Площадь Залияна представляла собой пустынное пространство, протянувшееся между 49-й и 50-й улицами, захватывая значительную часть 8-й и 9-й авеню. Все работавшие в этом районе знали, что главной проблемой было отсутствие каких-либо препятствий для ветра, хотя архитектор здания и отрицал это. Когда порывы ветра в любых других районах города достигали вполне сносного уровня в двадцать миль в час, на площади Залияна они могли быть вдвое сильнее и вполне достаточными для того, чтобы сбить с ног неопытного пешехода. В завываниях ветров, налетавших с Гудзона, через городские ущелья западной части Манхэттена, казалось, появлялись тревожные нотки, когда они добирались до пустынной площадки, которая когда-то была площадью Мэдисон-Сквер-Гарден. Обтекая высотное здание, строящееся в конце квартала на 9-й авеню, ветры соединялись снова и, не встречая препятствий, мчались наперегонки через площадь, словно тут у них был обводной канал. Они вздымали тучи пыли и песка порой метров на тридцать в высоту, создавая этакие миниатюрные смерчи-торнадо из бумажных стаканчиков и оберток от сандвичей. Служащие конторы Залияна соглашались, что необходимо как-то рассечь этот ветер, ослабить его, может быть, полосой деревьев или какой-нибудь стеной. Каменных скамеек для этого было явно недостаточно. Широкие углубленные ступени, спускающиеся вниз, к фонтану, могли служить определенным убежищем, если только сам фонтан был отключен; если же он работал, сооружение напоминало автомобильную мойку. Этот район был особенно опасен зимой, асфальт обледеневал. Чтобы добраться до работы, служащим приходилось проделывать настоящие акробатические трюки. Около года назад кто-то рассылал повсюду петиции, призывавшие к сооружению перил поперек площади, но из этого так ничего и не вышло. Архитектор отверг эту идею как профанацию его замысла.
Здание Залияна стояло в северо-восточном углу этого участка, как бы стараясь по возможности потеснее прижаться к более фешенебельным кварталам центральной части города. Чередование вертикальных гранитных полос с такими же полосами затемненного под цвет бронзы стекла создавало довольно впечатляющее зрелище. Если не считать маленьких балкончиков на уровне третьего этажа, все четыре стены, резко уходящие ввысь от горизонтали улицы к пирамидальной крыше на 66-м этаже, не имели ни одного украшения. В сообщениях печати этот замысел называли «освежающе целомудренным», «мощной оптимистической заявкой на будущее города». Это было стройное, «дерзостно стройное», бросающееся в глаза здание, ледяным пиком вонзающееся в небо Нью-Йорка. Можно было легко представить, как Арам Залиян смотрит на восток из своего кабинетного комплекса под самой крышей, довольный тем, что находится на одном уровне со зданием Экксона, Рокфеллеровским центром, башней Трэмпа и такими давними «оптимистическими заявками», как здания Крайслера и Эмпайр-стэйт.
Служащие, поджидающие на площадке лифт, обслуживавший этажи с 44-го по 66-й, были в тот день разговорчивее обычного. Возбуждающая борьба с ветром вывела их из обычной пассивности. В тот момент, когда к ним подошел Эдвин Лестер, какой-то молодой человек, приблизившись к дверям лифта, знаком поднятой вверх руки призвал всех к тишине.

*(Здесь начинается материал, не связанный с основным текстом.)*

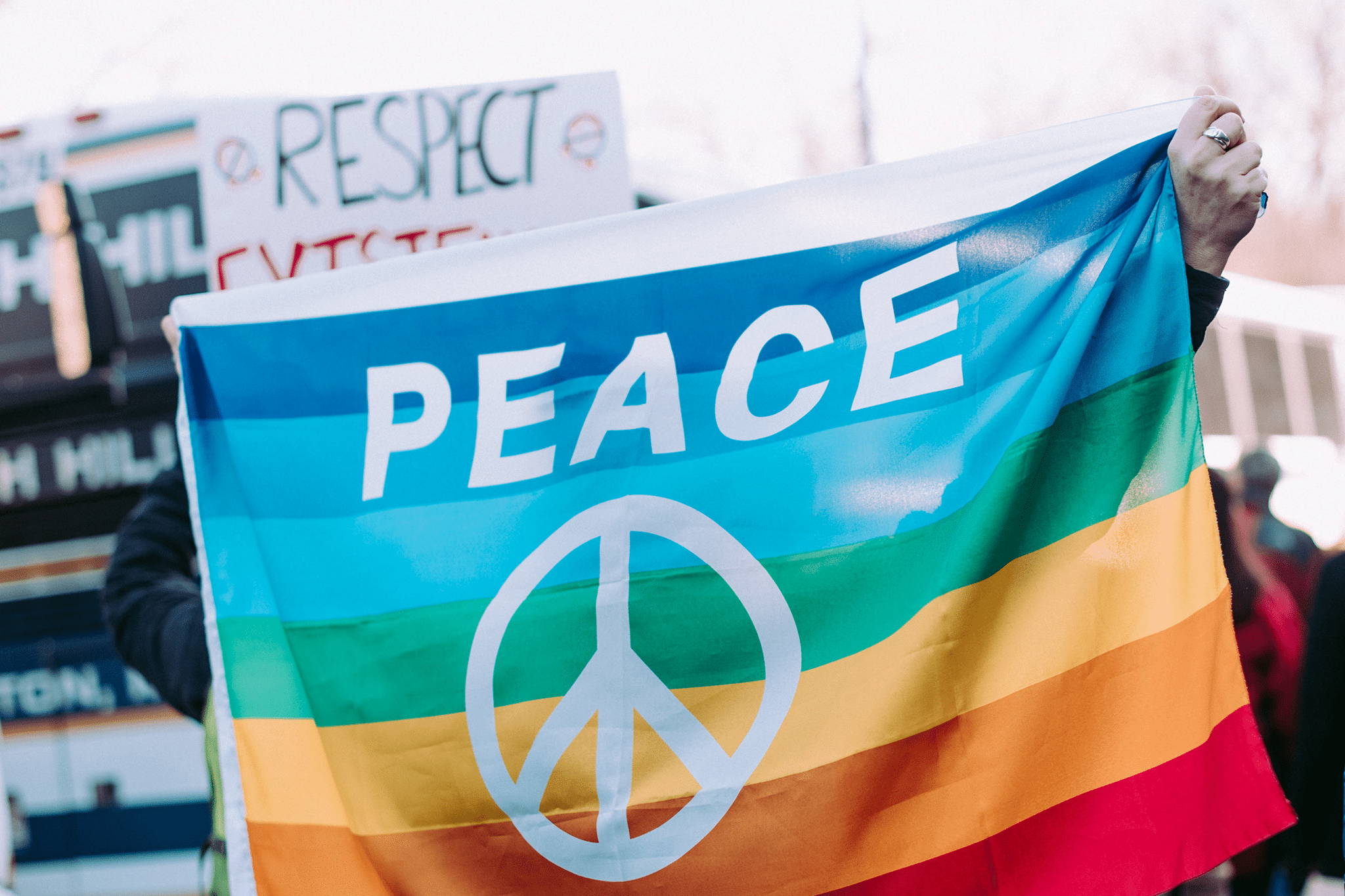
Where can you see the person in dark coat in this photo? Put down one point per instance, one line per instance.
(151, 599)
(1290, 554)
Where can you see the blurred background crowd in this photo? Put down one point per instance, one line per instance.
(717, 98)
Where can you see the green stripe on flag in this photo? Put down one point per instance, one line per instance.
(1129, 444)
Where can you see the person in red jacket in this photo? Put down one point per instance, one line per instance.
(1270, 644)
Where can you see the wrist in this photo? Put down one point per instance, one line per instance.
(1207, 258)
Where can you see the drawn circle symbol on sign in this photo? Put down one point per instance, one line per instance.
(617, 683)
(237, 161)
(585, 139)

— Вы слышите? — спросил он. — Прислушайтесь!
— Вы имеете в виду звук от ударов тросов о стену? — спросила какая-то женщина.
— Нет, вовсе не этот звук. Это просто ветер со свистом дует из-под всех дверей. Я имею в виду более низкий звук, вроде органной ноты. — Он прислушался. — Звучит как «ре», чуть ниже среднего «до».
— Послушали бы вы, что делается на нашем этаже, — сказала другая женщина. — Я работаю на пятьдесят третьем, в северо-восточном крыле. При такой погоде у меня весь день напролет в ушах будто койоты завывают.
Двери лифта открылись, и все гурьбой устремились внутрь, тут же разворачиваясь лицом к дверям.
— Когда ветер задувает через вентиляционные решетки лифта, — сказал тот же молодой человек, — шахта превращается в органную трубу. Мы работаем в самом высоком в мире органе фирмы «Вэрлитцер».
— Ах, вот в чем проблема, — сказал другой мужчина, когда двери лифта плавно закрылись, — вы, друзья, просто не любите музыку, а?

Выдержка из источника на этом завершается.